Algebraic results on representations of semisimple Lie groups

Abstract:

Let G be a noncompact connected real semisimple Lie group with finite center, and let K be a maximal compact subgroup of G. Let $\mathfrak {g}$ and $\mathfrak {k}$ denote the respective complexified Lie algebras. Then every irreducible representation $\pi$ of $\mathfrak {g}$ which is semisimple under $\mathfrak {k}$ and whose irreducible $\mathfrak {k}$-components integrate to finite-dimensional irreducible representations of K is shown to be equivalent to a subquotient of a representation of $\mathfrak {g}$ belonging to the infinitesimal nonunitary principal series. It follows that $\pi$ integrates to a continuous irreducible Hilbert space representation of G, and the best possible estimate for the multiplicity of any finite-dimensional irreducible representation of $\mathfrak {k}$ in $\pi$ is determined. These results generalize similar results of Harish-Chandra, R. Godement and J. Dixmier.

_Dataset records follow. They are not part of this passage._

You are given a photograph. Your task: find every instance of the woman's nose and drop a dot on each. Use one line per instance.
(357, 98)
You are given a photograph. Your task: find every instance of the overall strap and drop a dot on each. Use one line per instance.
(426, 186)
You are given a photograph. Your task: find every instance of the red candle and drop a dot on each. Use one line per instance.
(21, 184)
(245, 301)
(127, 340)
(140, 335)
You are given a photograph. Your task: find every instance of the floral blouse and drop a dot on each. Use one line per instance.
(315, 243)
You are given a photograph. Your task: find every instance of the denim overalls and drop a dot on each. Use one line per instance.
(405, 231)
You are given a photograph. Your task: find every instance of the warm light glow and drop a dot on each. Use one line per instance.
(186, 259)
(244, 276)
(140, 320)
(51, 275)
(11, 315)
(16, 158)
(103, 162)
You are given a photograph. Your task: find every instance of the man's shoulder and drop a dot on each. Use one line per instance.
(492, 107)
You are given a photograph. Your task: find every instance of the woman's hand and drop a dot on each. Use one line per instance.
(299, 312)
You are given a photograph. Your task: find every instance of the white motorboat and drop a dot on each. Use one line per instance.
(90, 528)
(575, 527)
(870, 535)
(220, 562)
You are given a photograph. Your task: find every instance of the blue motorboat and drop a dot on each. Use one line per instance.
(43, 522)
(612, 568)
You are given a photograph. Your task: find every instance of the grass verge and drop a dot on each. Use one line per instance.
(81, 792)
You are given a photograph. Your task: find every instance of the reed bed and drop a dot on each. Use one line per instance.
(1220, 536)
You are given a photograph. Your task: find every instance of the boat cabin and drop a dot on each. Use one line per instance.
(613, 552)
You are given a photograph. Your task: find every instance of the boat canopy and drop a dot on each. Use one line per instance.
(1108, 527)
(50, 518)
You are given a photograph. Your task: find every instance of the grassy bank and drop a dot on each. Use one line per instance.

The representations of $\mathfrak {g}$ in the infinitesimal nonunitary principal series, as well as certain more general representations of $\mathfrak {g}$ on which the center of the universal enveloping algebra of $\mathfrak {g}$ acts as scalars, are shown to have (finite) composition series. A general module-theoretic result is used to prove that the distribution character of an admissible Hilbert space representation of G determines the existence and equivalence class of an infinitesimal composition series for the representation, generalizing a theorem of N. Wallach. The composition series of Weylgroup-related members of the infinitesimal nonunitary principal series are shown to be equivalent. An expression is given for the infinitesimal spherical functions associated with the nonunitary principal series. In several instances, the proofs of the above results and related results yield simplifications as well as generalizations of certain results of Harish-Chandra.